Dans le parcours du disciple, tout commence par un appel du
Seigneur. C’est toujours lui qui prend l’initiative. L’appel est une grâce que
nous devons accueillir et garder librement et humblement, avec l’aide de
l’Esprit Saint. Dieu nous a aimés en premier : c’est le primat de la
grâce. Cet appel est suivi de la rencontre avec Jésus, pour entendre sa parole
et pour faire l’expérience de son amour pour chaque homme et pour toute
l’humanité. Il nous aime et nous révèle le vrai Dieu, un et trine, qui est
amour.
L’Évangile nous montre que dans cette rencontre, l’Esprit de
Jésus transforme celui dont le cœur est ouvert. Car celui qui rencontre Jésus
vit un engagement profond de toute sa personne et de sa mission dans le monde,
croit en lui, fait l’expérience de son amour, adhère à lui, décide de le suivre
inconditionnellement partout où cela le conduira, investit en lui toute sa vie
en acceptant même de mourir pour lui, s’il le faut. Après cette rencontre, il
repart le cœur joyeux et enthousiaste, fasciné par le mystère de Jésus, et se
met à l’annoncer à tout le monde. Ainsi, le disciple devient semblable au
Maître, envoyé par lui, et soutenu par l’Esprit Saint.

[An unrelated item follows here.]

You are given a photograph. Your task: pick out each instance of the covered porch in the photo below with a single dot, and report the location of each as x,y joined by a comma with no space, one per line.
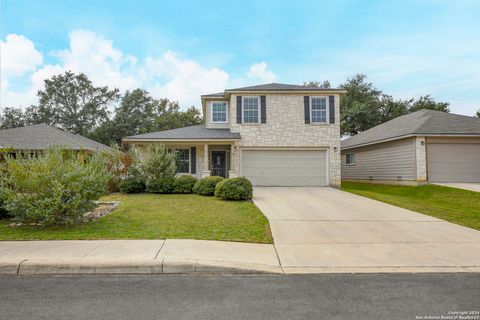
200,152
205,159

Benoît XVI, dans un commentaire du passage de Marc déjà cité, affirme
que l’essence de la vocation spirituelle du prêtre consiste d’abord à « être
avec le Christ », et ensuite à être « envoyé par Lui ».
« Être avec Lui et, en tant qu’envoyés, être en chemin vers les personnes –
ces deux choses vont ensemble et, ensemble, constituent l’essence de la
vocation spirituelle, du sacerdoce. Être avec Lui et être envoyés – deux choses
indissociables l’une de l’autre. Seul celui qui est avec Lui apprend à le
connaître et peut l’annoncer vraiment ». Dans le cas contraire, on risque
de tomber dans un « activisme vain ». « La pratique le montre :
là où les prêtres, en raison de leurs devoirs importants, permettent que leur
présence aux côtés du Seigneur se réduise toujours davantage, ils perdent
alors, en dépit de leur activité assurément héroïque, la force intérieure qui
les soutient. Ce qu’ils font devient à la fin un activisme vain » (Aux séminaristes, aux prêtres, aux religieux
et religieuses et aux membres de l’œuvre pontificale pour les Vocations de
consécration spéciale, Allemagne, 11 septembre 2006).
Pour le prêtre, « être avec Lui » se renouvelle chaque
jour, d’une façon absolument spéciale, dans la célébration quotidienne de l’Eucharistie,
mais aussi dans la lecture priante de la Bible, dans l’oraison fidèle de la
Liturgie des Heures, dans la prière personnelle et communautaire, dans la
réception du sacrement de la Réconciliation, dans la solidarité envers les
pauvres, et de bien d’autres façons encore.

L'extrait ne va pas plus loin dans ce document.